Trying to allay suspicions
Fidler adds that the bank, for its part, needed to work harder at building trust and allaying suspicions among the Russians. "There was the widespread perception on the Russian side that we were a commercial-style bank, not a development agency, and that we were keen to make this loan," he says. "We reassured the Russians that we know it’s not the 1980s anymore and they’re no longer desperate for cash. We shift the focus away from the TB loan to other projects we were working on at the time. Even so, we never took the loan off the table."
In the United States, some TB experts say privately that they worry the Russians simply will take the bank’s money and do with it as they please. For the record, TB experts at WHO say they’re happy with the new agreement.
"DOTS has always been a flexible strategy, able to be adapted to specific country conditions, and both sides are very pleased with what’s happened," says Marcos Espinal, MD, coordinator of WHO’s DOTS-Plus program, and focal point for TB activity in the Americas and the Russian Federation. "Russia is a huge country, and it’s got special characteristics. We’re working closely with Russian authorities, and we understand that we need to be flexible."
That means Russia will make some changes in accordance with WHO treatment strategies, but will still be allowed to retain some elements of its own costly and inefficient system for treating TB. "Before, the system was weighted heavily toward hospitalization," says Espinal. "They may still need to hospitalize some patients. For example, in some faraway places, outpatient treatment may not prove not to feasible."
Likewise, the Russians will continue their practice of doing cultures, considered too costly for developing-world settings — but have agreed to implement smear microscopy as well. "The Russians were worried that implementing DOTS would mean replacing cultures with smear microscopy. We’re not against cultures. If the Russians have the resources to do both, they should do both."

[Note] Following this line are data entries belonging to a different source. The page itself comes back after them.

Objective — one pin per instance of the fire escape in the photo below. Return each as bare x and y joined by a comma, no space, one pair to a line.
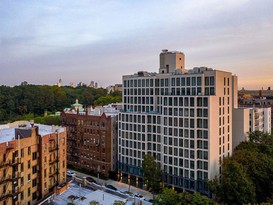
54,163
8,177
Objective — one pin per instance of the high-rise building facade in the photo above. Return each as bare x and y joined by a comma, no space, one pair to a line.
32,162
92,139
181,117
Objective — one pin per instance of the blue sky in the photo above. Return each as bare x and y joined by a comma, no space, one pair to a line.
85,40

Some disagreements persist
Some points of disagreement between the technical experts and the Russians are yet to be ironed out. According to Jakubowiak, "we still need to reach a consensus on the issues of active case finding and the role of fluoroscopy," both practices considered by WHO to be costly and inefficient. "We’re working to help them become more cost-conscious," adds Jakubowiak. "But we understand that will take time."
For years, some in the old-school Russian TB establishment have resisted the widespread implementation of DOTS, calling it (in one American TB expert’s words) "soup-kitchen medicine" that is better suited to homeless Americans or dusty third-world countries, than Russia. Not surprisingly, part of the new approach has been to avoid using hot-button words such as DOTS.

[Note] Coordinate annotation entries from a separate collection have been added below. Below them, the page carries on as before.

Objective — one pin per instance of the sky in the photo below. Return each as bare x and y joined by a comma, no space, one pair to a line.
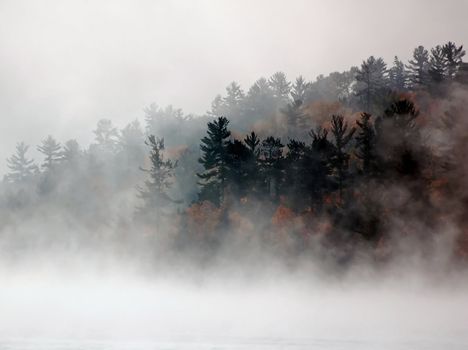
66,64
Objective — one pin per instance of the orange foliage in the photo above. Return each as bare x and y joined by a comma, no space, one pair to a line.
203,218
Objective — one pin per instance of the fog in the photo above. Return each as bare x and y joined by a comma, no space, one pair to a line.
48,309
309,227
65,65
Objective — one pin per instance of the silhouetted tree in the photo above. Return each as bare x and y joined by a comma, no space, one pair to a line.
280,87
453,56
339,160
214,161
418,68
397,75
365,144
437,65
271,160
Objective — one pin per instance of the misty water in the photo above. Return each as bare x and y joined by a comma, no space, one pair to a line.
233,175
121,307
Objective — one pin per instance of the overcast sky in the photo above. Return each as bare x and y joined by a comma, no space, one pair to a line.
66,64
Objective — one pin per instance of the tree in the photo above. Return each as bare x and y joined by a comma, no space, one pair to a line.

"Instead, we’re simply calling it the WHO strategy,’" says Jakubowiak. The same approach is bearing fruit in other parts of the region as well. Ukraine, for example, recently signed onto a TB loan from the bank, after resolving to call DOTS-like changes in its TB control program "The National TB Control Strategy Adapted to World Standards."
Where the money goes
Of the $150 million loan, $100 million will be spent on TB control, with the remaining $50 million going to control HIV and AIDS. The case rate of TB in the country ranges from 85 per 100,000 to as high as 300 per 100,00 in some areas; and more than 100,000 prisoners have TB, of whom as many as 30% have drug-resistant forms of the disease. Last year, for the first time in many years, case totals showed no increase. Experts at both the bank and WHO both concede it’s still too soon to call the loan agreement a sure thing. "After all, this is Russia," says Fidler. "Obviously, we’re not completely out of the water."
Negotiations between Russia and the World Bank over a $150 million loan to fight TB and HIV/AIDS are back on track, and the loan is expected to go through sometime next spring, according to bank officials.